November 23, 2024
ERCOT Briefs
IMM Offers Additional Suggestions to Improve Markets
ERCOT’s wholesale market performed “competitively” in 2016, the ISO’s Independent Market Monitor said in its annual State of the Market report.

ERCOT’s wholesale market performed “competitively” in 2016, the ISO’s Independent Market Monitor, Potomac Economics, said in its annual State of the Market report filed last week with the Public Utility Commission of Texas.

However, the Monitor recommended seven potential improvements to system operations and price formation in the energy and ancillary services markets. While some of the suggestions have been seen before, this year’s report included three new recommendations, all focused on improving price formation.

The first calls for ERCOT to ensure that the price of a reliability-must-run unit’s energy “reflects the shortage conditions that exist.” The report notes that RMR units are currently required to submit energy offer curves with prices equal to the systemwide offer cap, but those units may also be needed to resolve local transmission constraints in the future. The Monitor said the RMR unit’s energy offer price will likely be mitigated when the constraint is noncompetitive, resulting in its dispatch before other competitively offered units.

“In the absence of any other market changes designed to reflect the reliability needs that caused the RMR,” the Monitor said, “we believe that pricing the energy from the RMR unit such that its costs to resolve the relevant constraint are higher than the costs of other available market-based resources will establish more efficient economic signals in the ERCOT market.”

The ISO’s stakeholders have already taken steps to address RMR contracts, driven by a 2016 agreement with NRG Texas Power’s Greens Bayou Unit 5 in Houston. The contract was terminated last month. (See ERCOT Ending Greens Bayou RMR May 29.)

ERCOT’s Board of Directors has approved three protocol revision changes, including a requirement that RMR units only be procured when they have a material impact on expected transmission overloads. Other changes clarify ERCOT’s commitment process for RMR units, update the contracting and reimbursement process for RMR units and create a mechanism to claw back capital contributions from an RMR unit if it returns to the market.

The Monitor also suggests that the ISO evaluate the need for a local reserve product, such as the localized 30-minute reserve product used by other RTOs. The Monitor contends that defining such an ancillary service product would allow the real-time energy and reserve markets to price local reserve shortages and provide the revenues necessary to satisfy local capacity needs, “eliminat[ing] the need to sign out-of-market RMR contracts.”

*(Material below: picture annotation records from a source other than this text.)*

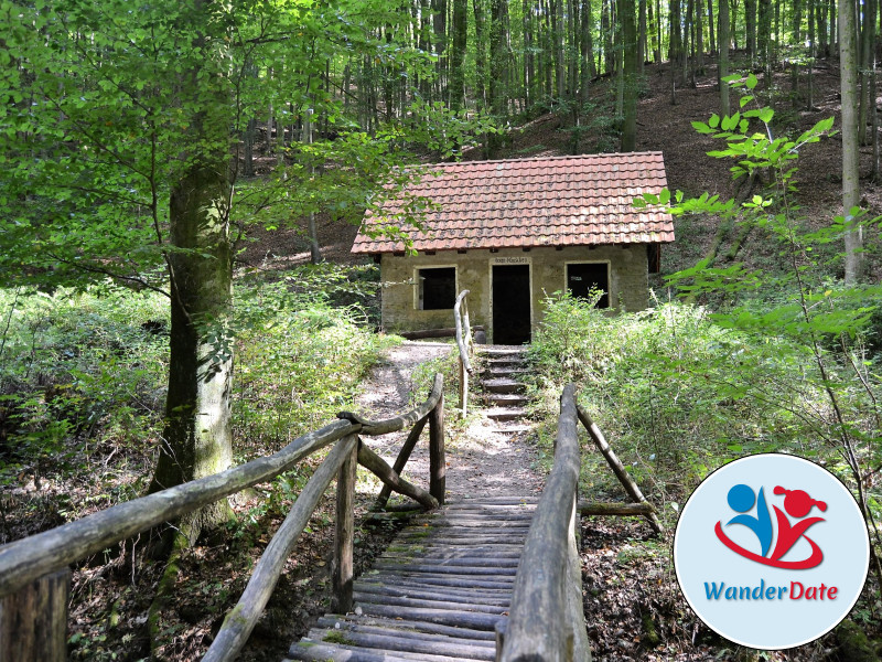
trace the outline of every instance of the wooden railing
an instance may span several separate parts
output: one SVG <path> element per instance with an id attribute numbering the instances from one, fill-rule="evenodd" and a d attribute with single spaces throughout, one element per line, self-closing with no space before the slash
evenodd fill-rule
<path id="1" fill-rule="evenodd" d="M 460 409 L 462 417 L 469 413 L 469 375 L 472 374 L 472 327 L 469 323 L 469 290 L 462 290 L 453 305 L 453 319 L 456 322 L 456 348 L 460 350 Z"/>
<path id="2" fill-rule="evenodd" d="M 560 398 L 555 463 L 533 515 L 520 556 L 506 629 L 496 631 L 502 662 L 583 662 L 591 659 L 576 546 L 579 439 L 576 388 Z"/>
<path id="3" fill-rule="evenodd" d="M 390 491 L 424 508 L 444 502 L 445 458 L 443 381 L 435 375 L 428 399 L 395 418 L 370 421 L 344 412 L 341 420 L 294 439 L 271 456 L 215 476 L 120 503 L 82 520 L 0 547 L 0 661 L 55 662 L 66 659 L 68 565 L 164 522 L 196 511 L 292 469 L 305 457 L 335 444 L 303 489 L 255 567 L 236 607 L 224 621 L 204 660 L 234 660 L 269 600 L 286 559 L 331 480 L 337 477 L 337 517 L 333 590 L 335 609 L 352 608 L 355 466 L 361 463 Z M 410 451 L 429 423 L 429 491 L 400 477 Z M 361 436 L 385 435 L 410 427 L 395 468 Z M 380 494 L 383 496 L 383 493 Z M 385 503 L 385 501 L 384 501 Z"/>
<path id="4" fill-rule="evenodd" d="M 578 500 L 582 423 L 633 503 Z M 600 428 L 563 388 L 555 441 L 555 463 L 533 516 L 520 555 L 508 622 L 496 628 L 497 662 L 585 662 L 591 652 L 582 609 L 582 572 L 576 545 L 580 514 L 643 515 L 664 531 L 655 506 L 619 460 Z"/>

The third recommendation asks for ERCOT to consider including marginal losses in LMPs and using a revenue-allocation methodology to address collecting more payments for losses than their aggregate cost. “Recognizing marginal losses will allow the real-time market to produce more from a higher-cost generator located electrically closer to the load, thus resulting in fewer losses,” the Monitor said.

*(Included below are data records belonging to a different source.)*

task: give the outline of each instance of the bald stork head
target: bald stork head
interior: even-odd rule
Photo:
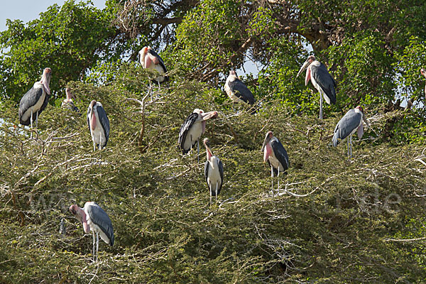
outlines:
[[[315,61],[315,57],[314,55],[309,56],[306,61],[305,61],[305,63],[303,63],[303,65],[302,65],[302,67],[297,72],[296,77],[297,77],[303,71],[305,71],[309,67],[309,65],[310,65],[310,64],[314,61]]]
[[[50,84],[52,70],[49,67],[45,68],[45,70],[43,71],[43,75],[41,76],[41,80],[40,80],[40,82],[43,84],[45,92],[48,94],[50,94],[50,88],[49,87],[49,84]]]

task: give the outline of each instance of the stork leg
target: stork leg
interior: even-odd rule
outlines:
[[[322,94],[320,92],[320,119],[322,119]]]
[[[96,232],[96,262],[97,262],[97,252],[99,248],[99,233]]]
[[[272,190],[272,197],[273,197],[273,169],[272,168],[272,165],[271,165],[271,190]]]
[[[94,230],[92,231],[93,233],[93,261],[94,261],[94,243],[96,241],[95,239],[94,239]]]
[[[216,196],[214,197],[216,200],[216,205],[217,205],[217,187],[218,187],[219,185],[217,184],[217,182],[216,182]]]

While the Monitor lauded ERCOT’s competitive performance, it also noted an increase in negative pricing over the last five years, driven by additional wind generation and transmission infrastructure. It said ERCOT saw 131 hours of prices at or less than zero in 2016, compared with 55 in 2015 and 44 in 2014.

The Monitor also said the market’s total congestion costs were $497 million in 2016, up 40% from 2015, primarily because of transmission outages.

The report also highlighted ERCOT’s record-low average real-time energy prices — since the nodal market’s implementation in 2010 — of $24.62/MWh, an 8% drop from 2015. It said real-time prices never exceeded their PUC-mandated limit of $3,000/MWh, and breached $1,000/MWh for only 3.9 hours.

ERCOT state of the market report
| ERCOT 2016 State of the Market Report

ERCOT Approves Retiring 61 MW of Capacity

ERCOT has approved South Texas Electric Cooperative’s request to retire its three gas-fired units in Pearsall, southwest of San Antonio. The units, with a combined capacity of 61 MW, will be decommissioned in August.

The co-op filed a notification of suspension of operations with the ISO in April. The Texas grid operator responded by saying the units “are not required to support ERCOT transmission system reliability” and said their operations may be suspended, effective Aug. 1.